Ubiquitin proteasome pathway regulates uncountable body functioning through its network of enzymes spread all over the body. It is connected like a thread sewed in a cloth with many transduction process pathways, including cellular signalling pathways for cell differentiation and division. Therefore, UPP’s role in diseases like cancers is explained in various researches, and the disrupted expression of specific enzymes of the pathway responsible for cancer needs immense study. For example, the enzyme UBE2T in colorectal cancer has shown its oncogenic role in cells. It has shown its relation with p53, pentose phosphate pathway, and other pathways, but its exact role in the pathway is still unknown. However, if this enzyme is studied in other cancer types, it might indicate its pathways. Molecular mechanisms associated with metabolic reprogramming in cancer have been studied extensively over the last few decades. The roles of ubiquitination and deubiquitination as cancer modulators are highlighted in this review.
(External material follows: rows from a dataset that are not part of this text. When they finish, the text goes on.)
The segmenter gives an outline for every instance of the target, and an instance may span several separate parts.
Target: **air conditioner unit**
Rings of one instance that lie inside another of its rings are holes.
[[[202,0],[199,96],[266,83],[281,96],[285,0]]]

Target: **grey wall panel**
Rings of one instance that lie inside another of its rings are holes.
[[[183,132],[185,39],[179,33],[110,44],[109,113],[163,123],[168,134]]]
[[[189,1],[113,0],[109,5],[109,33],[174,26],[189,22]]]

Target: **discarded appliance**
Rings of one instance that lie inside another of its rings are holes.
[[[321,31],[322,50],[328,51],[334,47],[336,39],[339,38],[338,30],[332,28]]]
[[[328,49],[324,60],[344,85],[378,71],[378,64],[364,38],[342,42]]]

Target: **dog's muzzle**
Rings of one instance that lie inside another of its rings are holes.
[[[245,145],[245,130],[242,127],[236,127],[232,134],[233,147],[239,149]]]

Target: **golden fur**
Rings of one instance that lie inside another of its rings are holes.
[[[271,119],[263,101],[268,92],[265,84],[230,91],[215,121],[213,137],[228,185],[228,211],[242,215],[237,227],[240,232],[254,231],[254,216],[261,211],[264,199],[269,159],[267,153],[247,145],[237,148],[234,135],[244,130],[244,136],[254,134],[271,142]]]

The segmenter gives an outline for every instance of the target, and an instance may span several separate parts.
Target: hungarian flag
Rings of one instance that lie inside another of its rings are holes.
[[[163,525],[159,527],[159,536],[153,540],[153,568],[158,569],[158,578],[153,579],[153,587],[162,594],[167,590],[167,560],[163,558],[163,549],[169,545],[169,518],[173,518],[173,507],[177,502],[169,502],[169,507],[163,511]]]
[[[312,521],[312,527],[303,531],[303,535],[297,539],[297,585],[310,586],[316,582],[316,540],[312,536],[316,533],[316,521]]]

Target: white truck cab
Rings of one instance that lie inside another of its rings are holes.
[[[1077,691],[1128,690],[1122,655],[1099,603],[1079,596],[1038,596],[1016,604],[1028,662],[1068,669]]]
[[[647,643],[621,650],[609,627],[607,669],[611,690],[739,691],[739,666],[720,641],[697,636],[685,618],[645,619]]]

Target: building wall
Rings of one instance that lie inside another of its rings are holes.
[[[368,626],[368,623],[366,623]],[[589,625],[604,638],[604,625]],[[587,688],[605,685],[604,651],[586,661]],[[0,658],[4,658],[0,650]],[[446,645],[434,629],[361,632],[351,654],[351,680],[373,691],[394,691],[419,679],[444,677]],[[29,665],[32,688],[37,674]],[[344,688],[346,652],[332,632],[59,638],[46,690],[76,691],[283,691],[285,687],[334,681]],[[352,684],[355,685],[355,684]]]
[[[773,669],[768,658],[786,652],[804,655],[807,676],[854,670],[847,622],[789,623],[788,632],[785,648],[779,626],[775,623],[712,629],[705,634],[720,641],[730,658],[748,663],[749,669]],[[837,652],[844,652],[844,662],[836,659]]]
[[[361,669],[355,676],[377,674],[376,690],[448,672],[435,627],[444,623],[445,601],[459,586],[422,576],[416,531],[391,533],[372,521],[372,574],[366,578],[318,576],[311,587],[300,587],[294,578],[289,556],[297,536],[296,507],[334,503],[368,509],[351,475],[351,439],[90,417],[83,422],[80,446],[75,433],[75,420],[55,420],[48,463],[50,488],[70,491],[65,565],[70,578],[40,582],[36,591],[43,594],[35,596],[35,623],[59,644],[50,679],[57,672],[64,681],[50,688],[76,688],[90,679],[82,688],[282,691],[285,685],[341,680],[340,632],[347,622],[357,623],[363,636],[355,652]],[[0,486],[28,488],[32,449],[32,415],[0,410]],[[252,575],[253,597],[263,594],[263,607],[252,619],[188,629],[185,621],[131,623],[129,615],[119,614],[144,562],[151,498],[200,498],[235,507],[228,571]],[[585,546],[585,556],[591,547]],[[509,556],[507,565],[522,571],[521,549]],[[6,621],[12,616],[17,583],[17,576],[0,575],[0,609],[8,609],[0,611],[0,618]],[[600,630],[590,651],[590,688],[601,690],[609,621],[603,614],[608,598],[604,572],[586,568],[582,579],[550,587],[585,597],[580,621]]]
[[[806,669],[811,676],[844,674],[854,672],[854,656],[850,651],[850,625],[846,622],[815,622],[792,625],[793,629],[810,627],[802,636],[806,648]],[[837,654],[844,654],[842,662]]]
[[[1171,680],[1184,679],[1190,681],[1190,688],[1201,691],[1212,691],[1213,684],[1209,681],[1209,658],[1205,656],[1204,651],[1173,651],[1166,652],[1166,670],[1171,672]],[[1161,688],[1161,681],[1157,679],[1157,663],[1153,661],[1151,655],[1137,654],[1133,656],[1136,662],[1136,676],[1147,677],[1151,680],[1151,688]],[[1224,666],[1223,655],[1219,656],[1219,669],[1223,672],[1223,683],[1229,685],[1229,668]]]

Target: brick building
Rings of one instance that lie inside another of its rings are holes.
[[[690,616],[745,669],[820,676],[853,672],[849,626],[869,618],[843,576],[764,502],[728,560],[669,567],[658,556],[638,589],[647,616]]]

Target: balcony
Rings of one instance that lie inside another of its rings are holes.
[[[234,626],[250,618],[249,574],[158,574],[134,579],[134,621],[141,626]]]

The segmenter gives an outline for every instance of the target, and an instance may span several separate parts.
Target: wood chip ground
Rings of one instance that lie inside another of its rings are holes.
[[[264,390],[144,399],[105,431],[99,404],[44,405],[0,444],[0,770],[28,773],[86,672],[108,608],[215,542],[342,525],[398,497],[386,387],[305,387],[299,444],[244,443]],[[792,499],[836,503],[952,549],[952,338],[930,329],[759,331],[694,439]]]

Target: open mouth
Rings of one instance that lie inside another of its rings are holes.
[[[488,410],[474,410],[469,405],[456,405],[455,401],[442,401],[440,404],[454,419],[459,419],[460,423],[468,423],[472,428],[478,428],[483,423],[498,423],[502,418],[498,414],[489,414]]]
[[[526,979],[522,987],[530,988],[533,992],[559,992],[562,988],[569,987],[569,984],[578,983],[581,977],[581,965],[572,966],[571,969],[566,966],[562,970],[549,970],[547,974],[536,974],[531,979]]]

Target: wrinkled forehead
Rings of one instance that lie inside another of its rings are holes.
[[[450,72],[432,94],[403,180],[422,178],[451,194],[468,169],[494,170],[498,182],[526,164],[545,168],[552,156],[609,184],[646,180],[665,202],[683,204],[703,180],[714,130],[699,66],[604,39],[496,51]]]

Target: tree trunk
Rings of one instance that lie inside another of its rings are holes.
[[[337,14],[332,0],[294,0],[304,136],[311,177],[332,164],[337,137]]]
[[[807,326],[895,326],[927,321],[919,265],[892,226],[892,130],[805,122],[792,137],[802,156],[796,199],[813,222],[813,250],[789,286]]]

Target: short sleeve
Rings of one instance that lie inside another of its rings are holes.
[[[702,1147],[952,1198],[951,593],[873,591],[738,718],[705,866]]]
As discussed in the review, deubiquitinase enzymes also have a characteristic property of preventing protein degradation by proteasome via attaching with the substrate protein and blocking its link with E3 ligase. In the process, it might save a pro-oncogenic protein like UCHL1, which has been observed to be over-expressed in the hepatocarcinoma state. The connection between these enzymes and cancer can be used as a therapeutic strategy. Some inhibitors of enzymes like ligase inhibitors, deubiquitinase inhibitors, proteasome inhibitors are already under clinical trial. It might result in offering a suitable drug for curing this dreadful disease. In clinical trials, combination treatments are being encouraged like bortezomib + doxorubicin for a successful synergistic approach against cancer cells. Overall, due to the vast availability and interlink of these UPP enzymes involved in oncogenic activity, they can be targeted for a favorable outcome to treat cancer. To summarise, if the mechanism of UPP dysfunction and the precise function of enzymes are fully explored, it may pave the way for treating a variety of diseases other than cancer. Drugs like vitexin (a platelet aggregation inhibitor) efficiency have been checked on multiple cancer cultures but have no details about its effect on animals.